Pour accompagner Alger dans cette entreprise audacieuse, la mosquée a en effet la signature de la « China State Construction Engineering Corporation » (Cscec) qui, attirée par l’objectif ambitieux de construire la plus grande mosquée d’Afrique et la troisième au monde et de se servir de l’Algérie comme un tremplin pour conquérir le marché africain, a remporté l’appel d’offres et a amené une équipe de 7.000 travailleurs qualifiés. Le monde politique algérien accuse Paris et les médias français de cet amas de polémiques, prétendument coupables de les avoir inventées à partir de rien pour rabaisser une fête partagée.

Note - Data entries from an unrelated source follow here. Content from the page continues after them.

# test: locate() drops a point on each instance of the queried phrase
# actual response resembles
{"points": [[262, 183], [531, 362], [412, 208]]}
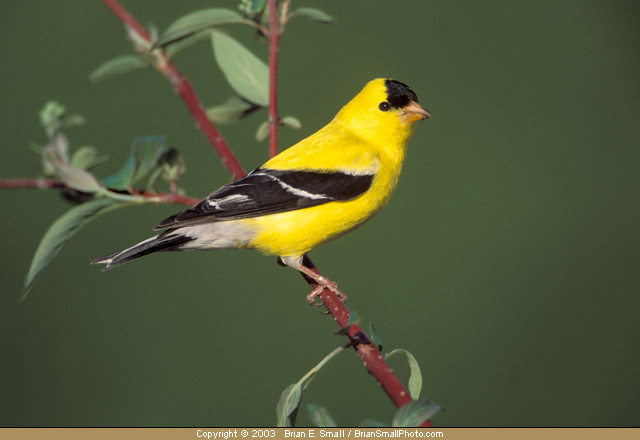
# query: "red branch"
{"points": [[184, 89], [274, 39], [368, 353]]}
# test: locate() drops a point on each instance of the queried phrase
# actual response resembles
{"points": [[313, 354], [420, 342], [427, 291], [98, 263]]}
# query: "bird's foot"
{"points": [[324, 283]]}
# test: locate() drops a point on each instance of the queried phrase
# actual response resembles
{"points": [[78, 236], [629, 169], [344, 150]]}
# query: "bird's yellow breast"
{"points": [[295, 233]]}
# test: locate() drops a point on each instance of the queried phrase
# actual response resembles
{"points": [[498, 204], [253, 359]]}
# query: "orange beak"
{"points": [[414, 112]]}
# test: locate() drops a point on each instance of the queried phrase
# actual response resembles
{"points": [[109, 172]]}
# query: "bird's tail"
{"points": [[162, 242]]}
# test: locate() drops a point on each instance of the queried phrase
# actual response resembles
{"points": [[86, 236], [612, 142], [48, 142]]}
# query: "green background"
{"points": [[507, 261]]}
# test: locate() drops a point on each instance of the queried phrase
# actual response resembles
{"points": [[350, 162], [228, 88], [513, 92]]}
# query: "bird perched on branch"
{"points": [[321, 188]]}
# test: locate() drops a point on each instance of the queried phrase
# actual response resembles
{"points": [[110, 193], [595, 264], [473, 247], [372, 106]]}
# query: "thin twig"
{"points": [[30, 183], [152, 197], [274, 39], [182, 87]]}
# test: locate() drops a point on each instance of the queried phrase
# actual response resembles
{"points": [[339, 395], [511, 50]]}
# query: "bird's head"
{"points": [[385, 107]]}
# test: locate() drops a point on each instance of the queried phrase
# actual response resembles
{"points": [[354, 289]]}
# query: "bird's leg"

Les relations, aujourd’hui, entre les deux nations, au-delà des moments cérémoniels obligatoires, sont encore empreintes de nostalgie de la part de Paris, et de vengeance et de haine côté algérien: certaines animosités ne meurent pas en quelques décennies. L’Algérie indépendante s’est forgée, comme elle l’était évidemment, sur le sentiment anti-français, le même que la politique algérienne utilise pour exiger le respect et obtenir des bénéfices dans ses relations avec l’Europe, tout en restant très hésitante en politique étrangère.

Les relations sont si enflammées que, l’été dernier, le drame de George Floyd à des milliers de kilomètres a suffi à raviver le feu sous les cendres : le président Abdelmadjid Tebboune a demandé à nouveau des excuses publiques de Macron (qui déjà en 2019 avait déclaré que «le colonialisme était une grave erreur»).

L’Algérie est un pays en ébullition. Elle a réussi à échapper aux tristes résultats des printemps arabes, à la violence et à la sévère répression qu’ils ont déclenchée, mais depuis l’année dernière, elle a connu une agitation perpétuelle de la population dans les rues (malgré l’urgence du coronavirus) sur le thème du référendum. Le Hirak n’a pas réussi à atteindre son objectif d’une refonte complète du système politique algérien. Le gouvernement est sous pression et en échec face au drame pétrolier, aux jeunes au chômage et à la pandémie: Tebboune lui-même a été transféré de l’hôpital d’Alger en Allemagne mercredi, quelques jours après s’être auto-isolé suite à des rapports de cas suspects de Covid-19 au sein de son état-major.

Ainsi, comme l’histoire l’enseigne, lorsque les tensions se multiplient, vous avez besoin d’une colle, un élément qui cimente et apaise la situation: la foi est le meilleur des outils, et aussi une mosquée flamboyante et lustrée. Du pain et des cirques pour la patrie, un phare pour l’Afrique et un télégramme pour Macron.